What’s On Our Minds:

The Economics Team at Tufton Capital normally takes the helm of the blog only every fourth week. It is filling in this week for its vacationing colleagues, and would like to take the opportunity to talk about the fabled “economic equilibrium” that is used as a guiding star- but somehow never reached.

We begin with Kenneth Arrow, a Nobel Prize-winning economist who passed away last month. Arrow mathematically showed many economic ideas to be true, and in fact has a mathematical theorem named after him, but of interest to us now is his work on market equilibriums. Arrow showed in his Nobel-winning work that a market exists where an equilibrium price can be reached for all goods. This intersection of Supply and Demand is an extension of Adam Smith and Economics 101. However, Arrow’s theorem requires, among other things, that a futures market exists for all goods. And of course, we do not trade our babysitter’s labor costs two years from now on the NYSE (that said, could babysitter futures be a good product for an enterprising salesman on Wall Street?).
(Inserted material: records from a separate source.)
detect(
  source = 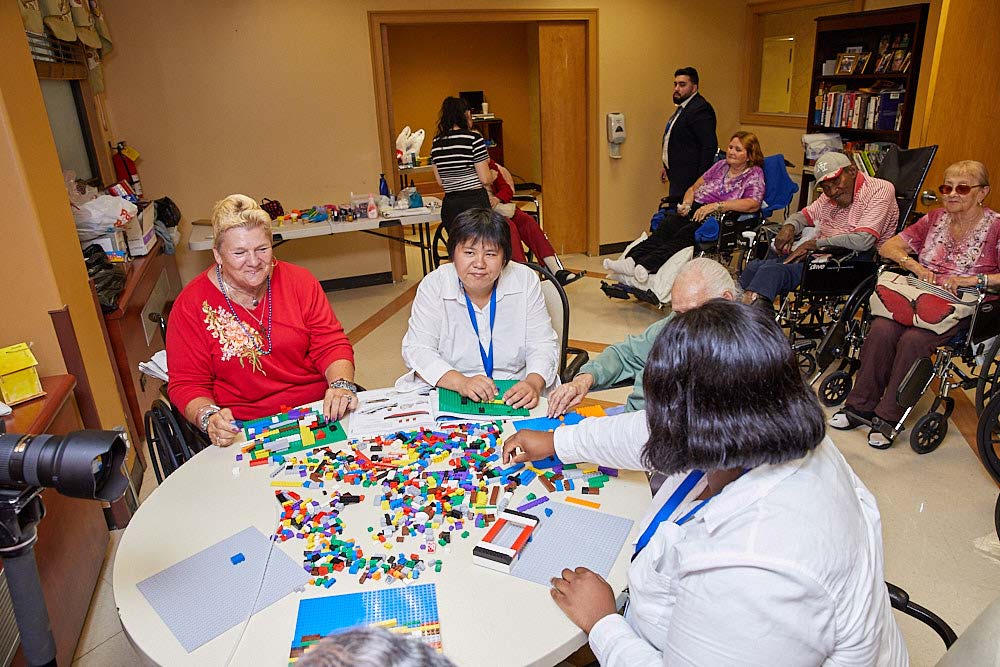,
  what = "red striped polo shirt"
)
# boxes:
[802,172,899,247]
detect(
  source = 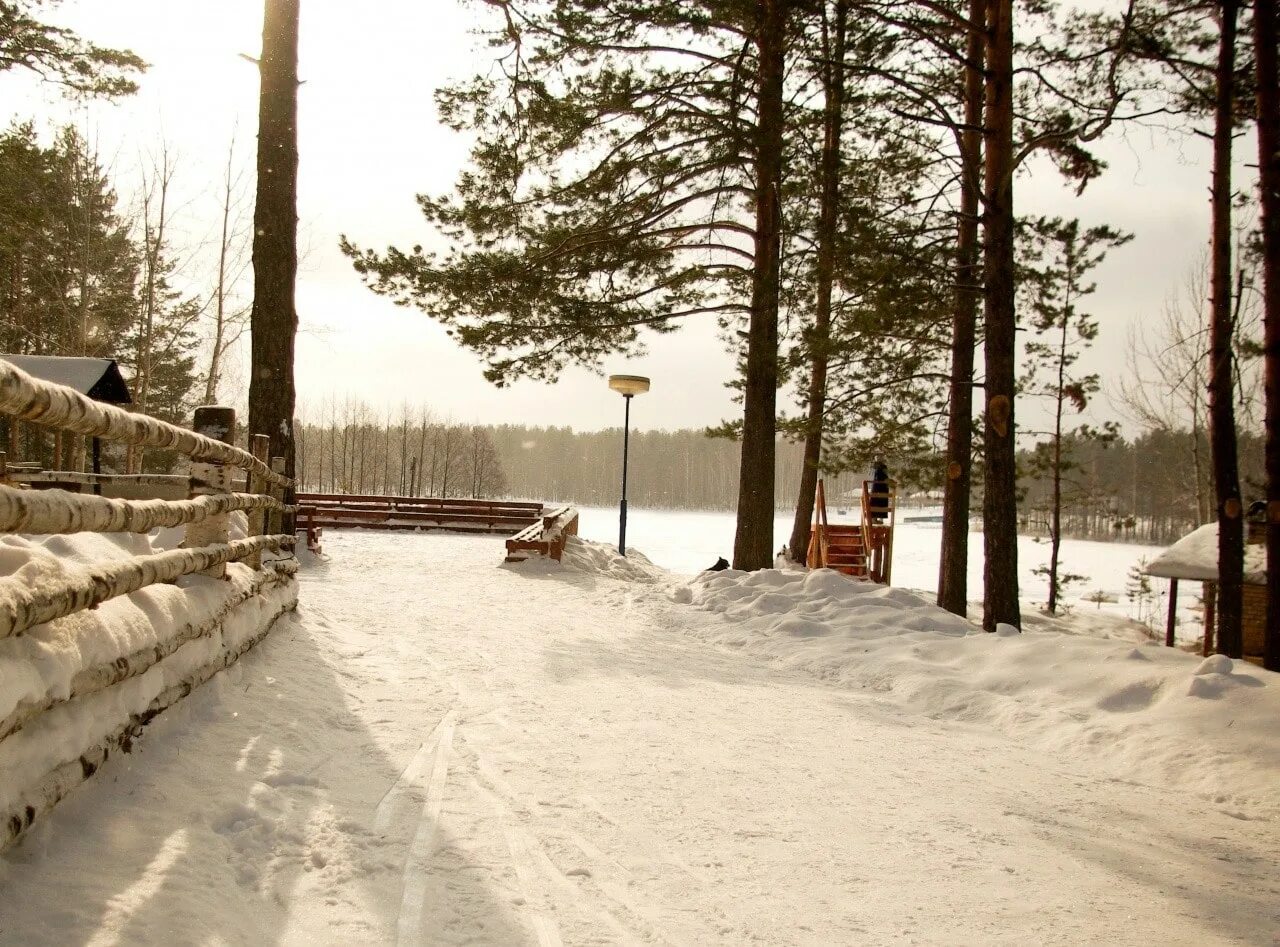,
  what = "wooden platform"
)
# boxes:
[297,493,543,534]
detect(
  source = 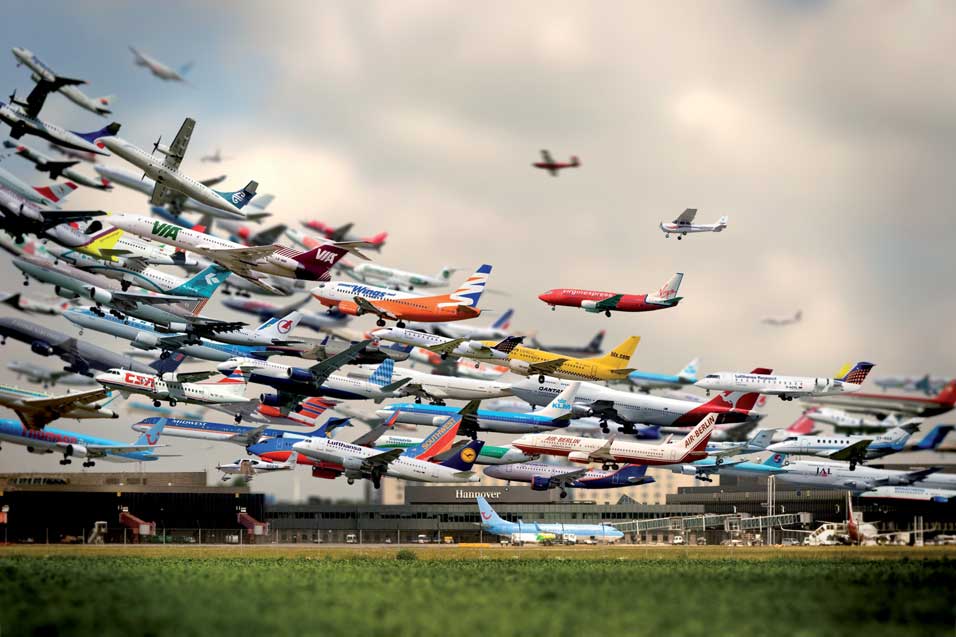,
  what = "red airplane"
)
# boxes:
[538,272,684,316]
[531,150,581,177]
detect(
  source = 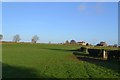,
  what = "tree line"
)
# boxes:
[0,34,39,43]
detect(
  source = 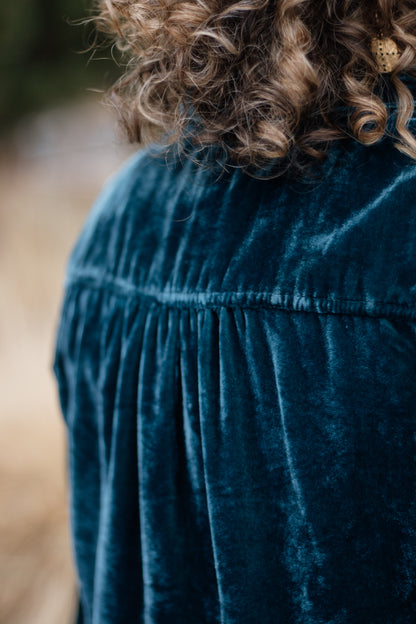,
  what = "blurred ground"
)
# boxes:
[0,96,134,624]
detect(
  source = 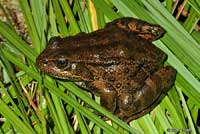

Despite this and other discrepancies, the idea that there is a perfect equilibrium price that will be reached and will balance all costs- human, economic, and otherwise- prevails in many discussions of the markets and politics today. The Tufton Economics team is quick to caution (as it always does) that real life is rarely so orderly as the simple graphs of 18th century economics. While they certainly illustrate some basic ideas about markets, applying them to a society at large can be overly simplistic.

 

Last Week’s Highlights:

Stocks managed to eke out some gains last week, returning  tentatively to what has been the bull market of early ’17. The S&P 500 and Dow Jones both gained under a quarter percent. Both remain up roughly 6% year to date.  Interest rates, while still very low by historical (or any) standards, seem like they might be rending up, with the Fed indicating more rate hikes are on the way, despite the tick down this week.

 

Looking Ahead:

A pretty quiet week ahead. We’ll be interested to see home sales numbers, as they could be confirmation- or a warning flag- of the general belief that the US economy is still chugging healthily along.